UConn Health started its Colon Cancer Prevention Program a decade ago. Dr. Joel Levine, one of the co-founders, describes how what started as a novel approach to the disease is becoming a mainstream concept.
What makes the Colon Cancer Prevention Program successful?
The idea of prevention is what’s novel. There aren’t any other prevention programs that do what we do. If you Google “colon cancer prevention program,” we come out as the top listed patient centered resource.
Our process is very longitudinal. It’s not a one and done. We follow more than 6,000 people who return, at least annually, for both the latest information and for modulating their level of risk. Lowering risk is what we, the patient and Program, do. We are always learning how to do that more effectively. Indeed, we have not seen a colon cancer develop in someone who has been in the Program in about eight years. Put another way, if you come to us without colon cancer, we start by identifying risk and, then, follow you accordingly. If we reduce whatever risk level you have, we have not had a patient develop colon cancer on our watch.
The exceptions, so important to us, are patients who, on first visit, we find have colon cancer. Many patients are referred because of a positive FIT test (fecal immunochemical test). We introduced the quantitative FIT test to UConn Health and continue to study the test, over time, as an early marker for polyps or cancer. We work with the wonderful genetics group to identify those patients and families with inherited risk. Very few patients who have colon cancer in the family have actual inheritable risk (3 percent) but they are important to identify. These patients are followed closely, expecting them to develop colon cancer as a risk of their disease. We cannot as of yet prevent it in those inherited risk families, but we still can take steps to reduce risk by about half.
Prevention chose our program to feature in its “Guide to Preventing Disease” in its April issue. What do you see as the implications of that?
This is one of the largest magazine readerships in the world. The increasing recognition of a program dedicated to prevention is encouraging. Therefore we are at the tip of that spear and grateful to the Neag Comprehensive Cancer Center for supporting us from the outset.
We have a program whose purpose is to think about the disease. We are migrating from just doing colonoscopy, which is still important, to what do you do before and after the colonoscopy—how you define risk and how you then modulate the risk—and that’s prevention. In recent conversations with Dr. Dorado Brooks, who leads the colon cancer division of the national American Cancer Society, we plan to forward this more broad-based and lifelong strategy to lower the frequency and mortality of this disease. The evidence is emerging and our approach that combines the latest in scientific thought to patient care is shaping how we see the problem and solution.
What’s happening on the academic side?
We are publishing and hoping to influence thought. I just co-wrote an editorial for a leading GI journal with Dr. Joseph Anderson [former UConn Health colleague, now at Dartmouth] in which we discuss a particular type of colon cancer pathway. The emphasis is on how long it takes for that pathway to go from one level of risk to another. Young people can have polyps in that pathway but do not commonly develop colon cancer; it is only when they are much older do you see the colon cancers appear, so you have a long period of time in which the disease evolves. There are even specific risks, because this pathway involves DNA methylation, a biologic process that can silence key genes. This occurs progressively as you get older but can be increased cigarette smoking, a behavior we really fuss about. Dr. Anderson’s study of smoking risk, begun here, is very well recognized and regarded.
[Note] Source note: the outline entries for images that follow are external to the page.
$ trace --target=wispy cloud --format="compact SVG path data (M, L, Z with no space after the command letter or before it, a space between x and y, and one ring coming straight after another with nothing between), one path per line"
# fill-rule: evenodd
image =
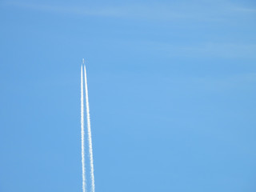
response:
M8 2L6 4L55 14L167 21L174 19L225 21L232 18L232 17L245 14L246 10L247 12L255 12L253 9L234 6L225 2L210 5L209 3L146 3L90 7L86 6L56 6L18 2Z

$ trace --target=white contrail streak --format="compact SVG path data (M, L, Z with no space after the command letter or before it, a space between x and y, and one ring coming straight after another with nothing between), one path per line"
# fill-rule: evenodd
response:
M86 192L86 165L85 165L85 125L84 125L82 66L81 66L81 146L82 146L82 192Z
M83 62L84 62L84 60L83 60ZM94 157L93 157L93 146L92 146L92 142L91 142L91 130L90 130L90 110L89 110L89 99L88 99L88 88L87 88L87 78L86 78L86 65L84 65L84 73L85 73L85 86L86 86L88 144L89 144L90 178L91 178L91 192L94 192L95 191L95 184L94 184Z

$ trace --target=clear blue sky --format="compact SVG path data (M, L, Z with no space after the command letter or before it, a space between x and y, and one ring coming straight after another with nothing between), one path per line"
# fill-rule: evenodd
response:
M0 191L256 191L256 2L0 2Z

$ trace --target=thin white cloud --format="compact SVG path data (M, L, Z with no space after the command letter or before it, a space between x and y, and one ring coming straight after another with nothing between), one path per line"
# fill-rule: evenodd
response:
M150 20L199 20L199 21L225 21L232 18L241 17L246 11L254 10L234 6L225 2L210 4L198 3L168 3L168 4L133 4L123 6L54 6L33 4L18 2L6 3L10 6L19 6L41 11L56 14L69 14L83 16L114 17L132 19Z

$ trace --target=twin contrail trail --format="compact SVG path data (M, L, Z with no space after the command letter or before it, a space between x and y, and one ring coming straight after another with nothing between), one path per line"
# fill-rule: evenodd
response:
M83 59L82 61L84 63L85 60ZM93 156L93 145L91 141L90 108L89 108L89 98L88 98L88 87L87 87L86 65L84 65L83 67L84 67L84 73L85 73L86 102L86 117L87 117L87 130L88 130L88 145L89 145L90 166L91 192L94 192L95 184L94 184L94 156Z
M82 192L86 192L86 165L85 165L85 125L84 125L82 66L81 66L81 142L82 142L81 146L82 146Z
M91 192L95 192L94 184L94 157L93 157L93 146L91 141L91 130L90 130L90 108L88 98L88 87L86 69L85 61L82 59L82 66L81 66L81 137L82 137L82 191L86 192L86 168L85 168L85 147L84 147L84 103L83 103L83 78L82 70L84 70L85 76L85 90L86 90L86 118L87 118L87 130L88 130L88 146L89 146L89 156L90 156L90 179L91 179Z

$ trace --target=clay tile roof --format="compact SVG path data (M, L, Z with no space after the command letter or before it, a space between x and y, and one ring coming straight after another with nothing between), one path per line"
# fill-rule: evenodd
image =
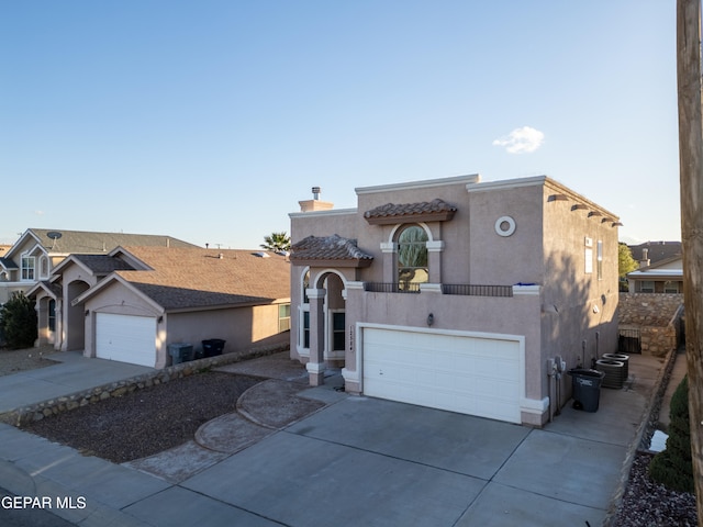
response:
M423 201L421 203L387 203L364 213L364 217L371 225L398 223L399 221L435 221L444 222L454 217L457 208L444 200Z
M298 265L333 262L337 267L367 267L373 256L359 249L356 239L333 234L301 239L291 247L290 260Z

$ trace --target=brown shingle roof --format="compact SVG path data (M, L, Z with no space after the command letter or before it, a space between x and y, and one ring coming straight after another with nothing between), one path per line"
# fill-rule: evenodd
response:
M249 250L174 247L125 250L154 270L119 270L116 274L166 310L290 298L290 265L279 255L261 258Z
M364 213L364 217L371 225L398 223L398 221L413 222L445 222L454 217L457 208L436 199L420 203L387 203Z
M643 259L643 249L647 249L647 258L652 265L674 256L681 256L681 242L646 242L628 247L636 261Z
M40 244L49 253L60 254L107 254L119 246L155 246L155 247L198 247L181 239L165 235L94 233L89 231L63 231L49 228L30 228ZM60 233L60 237L52 239L48 233Z
M308 236L291 247L291 261L298 265L333 262L336 266L365 267L371 264L373 256L364 253L356 239L332 236Z
M134 269L126 261L108 255L74 255L74 258L80 260L88 269L97 274Z

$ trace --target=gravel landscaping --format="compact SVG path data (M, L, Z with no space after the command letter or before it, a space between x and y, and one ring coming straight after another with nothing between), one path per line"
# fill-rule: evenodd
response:
M161 452L193 438L207 422L236 411L260 379L204 372L29 423L23 429L115 463Z
M0 351L0 375L54 363L36 349ZM52 352L51 349L47 350ZM86 455L122 463L181 445L200 425L235 411L239 395L261 379L203 372L111 397L26 425L29 431ZM696 526L695 496L651 482L651 455L636 456L615 527Z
How has the approach to mitigating colon cancer prevention evolved over the program’s 10 years?
It’s really colonoscopy-plus, with super-sensitive blood stool testing, better understanding of the colon’s microbiome, and an ever-growing knowledge of modifiable risk factors. In this regard, Dr. Ethan Bortniker, who directs new approaches in clinical research, studies how other lifestyle factors (cardiovascular health, metabolic fat in the liver) influence colon polyps and cancer. Our patients know this and are proactive participants in their own well-being. They fastidiously stick with the program.
Overall the colon cancer attack rate is still low. If you have a 5 percent attack rate in a disease, your anxiety says, “Show me I don’t have the disease.” We hope to focus more on those who are likely the 5 percent. Early prediction of biologic and then clinical risk is the name of the game. Dr. Dan Rosenberg, who is the director of our basic research, is a leading authority and invaluable to our clinical approach. We hope to be able to understand the biology of early cancer risk and keep it from becoming a clinical reality. So far, we are making progress.